We all know a CU is composed of 64 shader cores. But how many for a small CU?
If it is composed of 6 shader cores, then a GPU with 52 CU+52 SCU would give us 3640 shader cores.
The "full CU" in that patent application has "simple" ALUs with 4 times the execution units of the "full" ALUs (4 'full' vs 16 'simple'); they do not disclose the ratio for the "small CU".

If you consider divisors of 3640, every combination is further divisible by 5, which makes possible the following configurations of CU blocks and full/simple ALUs:

104 × 35 (7:28), 52 × 70 (14:56), 26 × 140 (28:112), 13 × 280 (56:124),
91 × 40 (8:32), 182× 20 (4:16), etc
56 × 65 (13:52), 28 × 130 (26:104), 14 × 260 (52:208), etc

I think we loose more opportunities of software and hardware evolution by adopting Nvidia's paradigm than we win.
Bounding Volume Hierarchy is essentially a tree of bounding boxes - how much "research and experimentation" you need for a data structure that contains 2 memory pointers and 8 XYZ coordinates?

Yes, Nvidia's subdivision algorithm is proprietary and tied to their fixed function hardware, but what would be the use of letting the developers full control of the parameters, other that possibly stalling the BVH traversal hardware? NVidia's been doing their homework on BVH (see for example these four research papers), and if you really need your own structure, there are 3rd party OpenCL libraries.
 
Last edited:
an ARM based console with a good gpu would be interesting to see
It would take at least Snapdragon 8180 / SDM1000, and probably several more generations, until ARM chips could be considered for real game consoles (i.e. those that do not stick to 40 years old platformer games in a handheld form factor).

The days of, it looks too good to be fake are looooong gone.
As you said, people even make up physical mock ups also now.
If it's fake, whoever made it should be immediately hired by Nintendo.
 
Last edited:
Bounding Volume Hierarchy is essentially a tree of bounding boxes - how much "research and experimentation" you need for a data structure that contains 2 memory pointers and 8 XYZ coordinates?

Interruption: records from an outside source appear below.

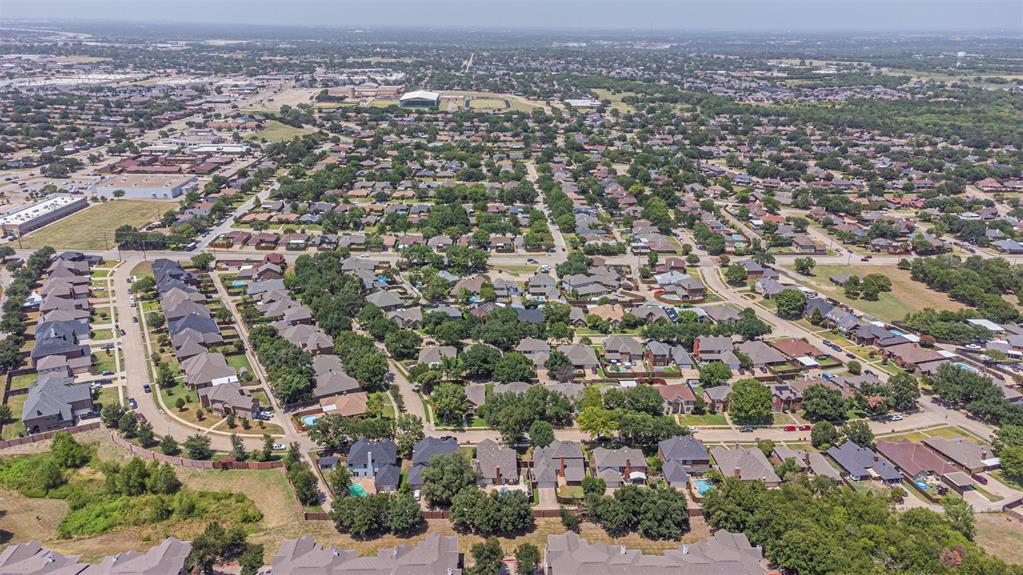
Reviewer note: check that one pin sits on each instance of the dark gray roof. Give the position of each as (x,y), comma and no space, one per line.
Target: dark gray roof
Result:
(683,447)
(384,451)
(858,461)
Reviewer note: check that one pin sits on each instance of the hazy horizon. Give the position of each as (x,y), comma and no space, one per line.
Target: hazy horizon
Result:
(734,15)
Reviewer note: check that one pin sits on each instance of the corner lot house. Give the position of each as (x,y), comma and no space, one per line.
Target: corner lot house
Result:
(967,455)
(723,554)
(55,402)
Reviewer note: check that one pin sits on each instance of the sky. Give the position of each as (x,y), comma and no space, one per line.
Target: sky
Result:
(767,15)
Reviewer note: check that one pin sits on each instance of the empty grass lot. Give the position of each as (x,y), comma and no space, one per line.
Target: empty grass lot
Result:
(93,227)
(277,132)
(37,519)
(906,296)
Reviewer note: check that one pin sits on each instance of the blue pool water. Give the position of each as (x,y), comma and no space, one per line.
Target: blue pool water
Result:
(703,486)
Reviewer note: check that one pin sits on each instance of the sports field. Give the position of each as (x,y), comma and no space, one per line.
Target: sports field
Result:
(93,227)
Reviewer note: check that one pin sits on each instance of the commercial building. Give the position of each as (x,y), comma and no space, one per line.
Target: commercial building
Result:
(419,98)
(35,216)
(145,186)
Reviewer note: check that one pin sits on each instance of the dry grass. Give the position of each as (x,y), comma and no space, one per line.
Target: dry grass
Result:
(1002,536)
(37,519)
(93,227)
(906,296)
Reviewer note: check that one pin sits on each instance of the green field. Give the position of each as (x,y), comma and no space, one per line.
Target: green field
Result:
(277,132)
(93,227)
(906,296)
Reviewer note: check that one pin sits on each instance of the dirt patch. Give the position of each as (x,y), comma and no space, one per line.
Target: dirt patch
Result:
(1002,536)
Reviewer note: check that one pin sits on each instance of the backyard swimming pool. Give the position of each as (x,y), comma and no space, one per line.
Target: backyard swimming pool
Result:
(703,486)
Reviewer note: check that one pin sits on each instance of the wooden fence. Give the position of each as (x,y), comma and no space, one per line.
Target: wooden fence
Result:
(35,438)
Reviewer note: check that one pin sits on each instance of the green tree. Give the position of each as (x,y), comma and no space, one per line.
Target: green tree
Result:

Yes, Nvidia's subdivision algorithm is proprietary and tied to their fixed function hardware, but what would be the use of letting the developers full control of the parameters, other that possibly stalling the BVH traversal hardware? NVidia's been doing their homework on BVH (see for example

Every major computer algorithm is essentially very simple in concept. All elegance and simplicity go to hell when it comes to implementing with maximum performance, like game engines do.
One can potentially create a BVH with a shallow tree sith more branches per node, or a very tall tree with few branches per node. If you have special information about the kinds of meshes you are using, you can use different strategies for different parts of the tree. Or one may also potentially find it better for certain use cases to have multiple different trees for different kind of objects.
Specially when you remember games are not gonna be above sacrificing quality for performance. Unlike in CG, they will experiment much more, and be more aggressive with simplified tracing. Tracing shorter rays, leaking them into cubemaps after a certain lenght maybe, using different lods on the actual Rays, maybe using progressively lowe level LODs for every bounce, or for as the Ray gets longer, or both. Ignore certain objects for certain rays, but not for others.
For example: The engine can use much simpler geometry for reflection Rays of rough surfaces (blurry, reflection) and that performance gain may be used for more rays on that surface (which is more necessary in rough surfaces to reduce noise). Is a generic BVH optimal for that? Are there other clever ways to organize your data that could favor such tricks, that would ultimately improve quality and be more performant?
Also consider the different realities of different games. Some games are strictly 2.5D, others are top-down RTS, other have very little verticality (racing Sims) others have a lot of empty space (space combat). There is no way different space particioning schemes can't be more efficient for these vastly different constraints.
And again, there is the question of maybe reutilizing the same BVH structure you use for Ray tracing to accelerate other things, like collision detection (not Ray based), which I'm not sure can be done under Nvidia's scheme.
I want to let devs experiment with that stuff. See what they find out. Nothing in actual game development is ever as simple as the text-book definition of the algorithm.
 
Last edited:
I can also forsee a world in which devs are preemptively adjusting their design decisions to fit the kind of workload the specific way consoles end up constructing their BVH in their black-box likes. They always do that sort of thing. They reverse engineering how the black box works, at least to some extent, and the. that one GPU little characteristic ends up shaping a bunch of other stuff all throughout the engine. It's not the most creativity and innovation empowering way of going forward. I prefer that consoles end up with architectures that allow more varied experimentation, it makes things evolve faster, and that benefits the whole industry and it's consumers.
 
It feels like the entire discussion around RayTracing and BVH should be moved out into the Graphics > Rendering Technology and APIs forum as I don't see any of it having anything to do with "Next Generation Hardware Speculation".
I sort of agree. I am trying to maintain it within the boundaries of why I think nvidia's route of BVH acceleration could be negative for a next gen console. But I also agree it is maybe more about Ray tracing than about consoles.
 
Thanks. Can the be seen in die shots? Do you think it's just extra cache for the hardware side and/all the zen chips being capable of SMT through firmwares?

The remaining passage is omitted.